La mission a été créée dans le but "de renforcer la coordination de la démarche d'informatisation du système de santé afin de garantir la cohérence des choix stratégiques et techniques comme le respect des règles éthiques".

À ce titre, elle veille à la cohérence globale de la démarche d'informatisation et à la mise en oeuvre harmonieuse des différents projets dans le respect des responsabilités confiées en ce domaine aux organismes concernés et en particulier de la maîtrise d'ouvrage assurée par la CNAMTS sur le sujet SESAM-VITALE.

Elle a également la charge de coordonner l'action des différentes directions du ministère de l'emploi et de la solidarité intéressées par le projet.

La mission apparaît ainsi comme un organe central de coordination de l'ensemble du système d'information en santé chargé de coordonner les maîtres d'ouvrages et les projets et d'assurer, à ce titre, les relations avec les professionnels et les industriels du secteur.

2. Les activités opérationnelles de la MISS

Au moment de l'enquête, la mission se trouvait dans une situation transitoire.

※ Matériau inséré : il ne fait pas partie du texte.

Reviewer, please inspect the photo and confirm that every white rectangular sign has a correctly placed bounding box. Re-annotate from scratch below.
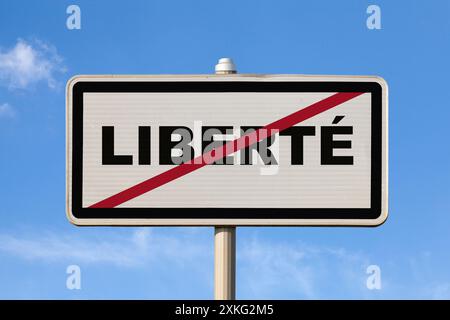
[67,75,388,226]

Le chargé de mission venait, en effet, de changer d'affectation sans avoir été remplacé. La Cour a donc pris l'option de le rencontrer au titre de ses anciennes fonctions.

Conformément aux textes fondateurs, les champs principaux d'intervention de la mission ont été les projets relatifs à la carte de professionnel de santé (CPS), à la carte d'assuré social (vitale1 et vitale 2), au réseau santé-social et à l'informatisation du poste de travail des praticiens.

Pour des raisons historiques liées aux difficultés rencontrées dans la montée en charge du système SESAM-Vitale, la mission s'est consacrée à la mise en oeuvre des systèmes sécurisés de communication électronique des données liés à la carte Vitale et au réseau CPS et, par voie de conséquence, aux relations avec les institutions et les professionnels du domaine.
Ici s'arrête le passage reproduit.